Description:
What if human suffering is not a failure of existence-but a requirement of it?
Across civilizations, suffering persists with remarkable consistency. Children die. Power concentrates. Religions fragment. Nations conflict. Progress advances, yet the same patterns endure.
In Beyond The Veil, Veil Osei Akoto presents a profound philosophical novel that challenges humanity's most protected assumptions: that suffering is accidental, that authority is human, and that awareness is freely permitted.
Through the journey of Elior Kade-a systems analyst whose pursuit of coherence leads him beyond religion, politics, and history-the novel explores the unsettling possibility that humanity operates within a managed architecture shaped by a superior intelligence or system beyond ordinary comprehension.
This is not a conspiracy tale.
It is not anti-religious.
It is a work of speculative philosophy, political realism, and metaphysical inquiry.

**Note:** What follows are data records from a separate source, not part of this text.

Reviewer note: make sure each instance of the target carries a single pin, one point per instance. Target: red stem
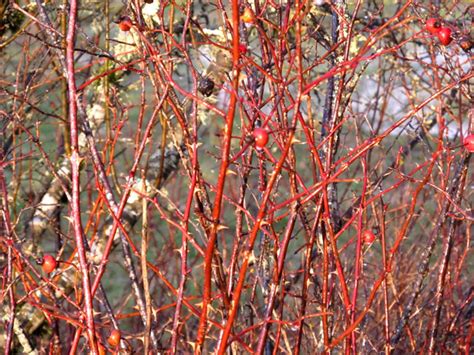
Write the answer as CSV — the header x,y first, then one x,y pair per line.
x,y
76,179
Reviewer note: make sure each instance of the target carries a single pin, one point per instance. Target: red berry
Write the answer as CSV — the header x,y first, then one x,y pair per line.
x,y
433,25
49,264
444,36
247,16
125,24
469,143
261,137
114,338
243,49
368,237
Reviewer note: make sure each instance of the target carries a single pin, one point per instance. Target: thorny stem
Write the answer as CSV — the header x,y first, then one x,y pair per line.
x,y
76,179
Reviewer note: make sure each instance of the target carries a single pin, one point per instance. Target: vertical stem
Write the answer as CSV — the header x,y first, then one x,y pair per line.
x,y
64,101
222,176
146,287
76,179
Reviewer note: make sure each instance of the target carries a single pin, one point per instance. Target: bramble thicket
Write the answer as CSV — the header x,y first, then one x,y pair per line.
x,y
236,176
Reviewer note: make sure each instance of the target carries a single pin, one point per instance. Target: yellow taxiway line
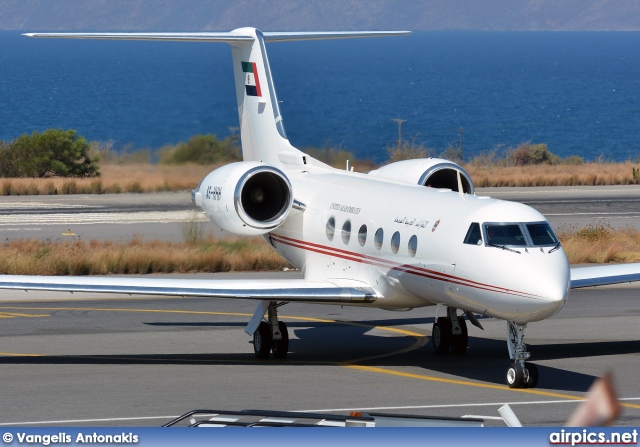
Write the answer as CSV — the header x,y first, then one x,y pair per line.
x,y
351,364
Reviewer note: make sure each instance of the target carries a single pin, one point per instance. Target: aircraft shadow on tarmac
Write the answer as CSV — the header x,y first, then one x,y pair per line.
x,y
315,343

Blending narrative with deep reflection, the book confronts:
- The function of suffering in civilization
- Religion as interface rather than origin
- Power as structural, not personal
- Awareness as a controlled variable
- Sacrifice as a mechanism of continuity
If the Creator has a purpose, what role has humanity been assigned-and at what cost?
This book is for thinkers, seekers, skeptics, and readers unafraid of ideas that do not ask for belief, only recognition.